Als Wu Yili Ge Dongxu dabei zusah, wie er das Fleisch geschickt wendete und verschiedene Gewürze darüber streute, genau wie ein professioneller Straßenverkäufer, der Lammspieße verkauft, empfand sie mehr Bedauern als Überraschung.
Denn sie erinnerte sich an die Zeit, als Ge Dongxu in seiner Jugend zerlumpte Kleidung trug und in den Bergen nach Heilkräutern grub.
„Haben Sie diese Arbeiten schon in jungen Jahren verrichtet?“, fragte Wu Yili besorgt.
„Ja, ich habe im Alter von acht Jahren angefangen, von meinem Meister zu lernen. Weil mein Meister Essen liebt, habe ich damals angefangen, alle möglichen Gerichte zu kochen“, antwortete Ge Dongxu, während er die Hähnchenflügel wendete.
„Ist das der Meister, von dem du letztes Mal gesprochen hast und der dir das Rezept für Heilwein und die Kräuter zur Behandlung von Schlangenbissen beigebracht hat? Hast du deine Kampfkünste auch von ihm gelernt?“, fragte Wu Yili.
"Ja, ich habe nur einen Herrn", nickte Ge Dongxu als Antwort.
„Dann müssen Sie als Kind viel gelitten haben“, sagte Wu Yili mit zunehmender Betroffenheit.
„Natürlich. Aber niemand kann ohne Leiden über andere hinauswachsen. Außerdem ist die Begegnung mit meinem Meister mein größtes Glück. Obwohl ich eine schwere Kindheit hatte, bin ich dennoch dankbar“, antwortete Ge Dongxu.

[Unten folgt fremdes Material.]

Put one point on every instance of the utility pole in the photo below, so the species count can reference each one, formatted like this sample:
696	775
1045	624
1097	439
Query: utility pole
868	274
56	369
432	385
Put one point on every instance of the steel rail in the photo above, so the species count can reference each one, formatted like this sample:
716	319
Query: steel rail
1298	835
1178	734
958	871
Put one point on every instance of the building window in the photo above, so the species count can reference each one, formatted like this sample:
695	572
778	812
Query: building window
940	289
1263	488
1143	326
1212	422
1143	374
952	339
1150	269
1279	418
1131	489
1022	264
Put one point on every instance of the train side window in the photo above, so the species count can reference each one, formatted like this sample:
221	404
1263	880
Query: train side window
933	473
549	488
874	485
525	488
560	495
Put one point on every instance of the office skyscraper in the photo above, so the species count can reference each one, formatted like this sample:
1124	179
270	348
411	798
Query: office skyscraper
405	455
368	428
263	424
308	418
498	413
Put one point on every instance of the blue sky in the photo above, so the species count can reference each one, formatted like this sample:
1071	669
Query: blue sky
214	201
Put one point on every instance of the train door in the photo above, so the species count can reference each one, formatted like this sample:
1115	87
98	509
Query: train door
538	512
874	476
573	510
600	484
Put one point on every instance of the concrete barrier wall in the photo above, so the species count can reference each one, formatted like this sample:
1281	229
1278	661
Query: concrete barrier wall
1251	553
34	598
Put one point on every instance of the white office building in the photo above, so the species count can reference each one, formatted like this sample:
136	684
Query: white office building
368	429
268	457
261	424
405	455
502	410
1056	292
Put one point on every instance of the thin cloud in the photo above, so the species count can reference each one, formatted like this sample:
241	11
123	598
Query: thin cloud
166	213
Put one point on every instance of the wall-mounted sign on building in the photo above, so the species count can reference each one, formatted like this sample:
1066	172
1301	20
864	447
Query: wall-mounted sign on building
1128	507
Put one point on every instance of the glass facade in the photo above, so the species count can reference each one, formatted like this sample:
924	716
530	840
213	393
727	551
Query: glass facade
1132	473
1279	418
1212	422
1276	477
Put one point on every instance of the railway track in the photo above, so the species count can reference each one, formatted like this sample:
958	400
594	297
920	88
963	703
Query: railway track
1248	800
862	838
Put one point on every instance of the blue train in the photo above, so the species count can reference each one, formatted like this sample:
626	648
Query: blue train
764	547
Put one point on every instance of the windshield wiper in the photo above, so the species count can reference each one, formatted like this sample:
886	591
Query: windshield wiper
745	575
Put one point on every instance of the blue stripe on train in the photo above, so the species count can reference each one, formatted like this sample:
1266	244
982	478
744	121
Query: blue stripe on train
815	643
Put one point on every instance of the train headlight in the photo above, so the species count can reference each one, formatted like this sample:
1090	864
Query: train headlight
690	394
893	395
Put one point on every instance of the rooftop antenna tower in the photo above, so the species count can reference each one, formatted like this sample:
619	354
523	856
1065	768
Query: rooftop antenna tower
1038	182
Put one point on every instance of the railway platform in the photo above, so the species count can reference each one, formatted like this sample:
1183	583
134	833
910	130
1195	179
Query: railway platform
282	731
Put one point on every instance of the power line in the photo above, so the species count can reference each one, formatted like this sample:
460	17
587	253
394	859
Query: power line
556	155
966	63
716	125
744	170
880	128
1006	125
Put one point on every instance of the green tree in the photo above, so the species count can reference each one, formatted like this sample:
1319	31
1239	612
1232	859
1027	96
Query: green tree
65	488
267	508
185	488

„Auch wenn meine Kindheit schwer war, bin ich dennoch dankbar!“, hallten Ge Dongxus letzte Worte in Wu Yilis Ohren wider. Plötzlich fühlte sie sich wie zurückversetzt zum Baiyun-Berg. Ihr Geist war erfüllt von diesem aufrichtigen, schlichten Lächeln und diesen dunklen, klaren Augen. In diesem Moment verschmolz der Ge Dongxu vor ihr endlich vollständig mit dem Jungen, an den sie sich vor drei Jahren erinnerte. Sie war etwas benommen.
„Die Hähnchenflügel sind fertig, Lehrerin. Bitte probieren Sie sie.“ Während Wu Yili in Gedanken versunken war, erschien plötzlich ein Hähnchenflügel vor ihr, und ein verlockender Duft strömte ihr entgegen. Sofort riss sie sich zusammen, nahm den Flügel und sah, dass er prall und goldbraun war, ohne jegliche Anzeichen von Anbrennen. Er sah wirklich appetitlich aus und verströmte einen unwiderstehlichen Duft.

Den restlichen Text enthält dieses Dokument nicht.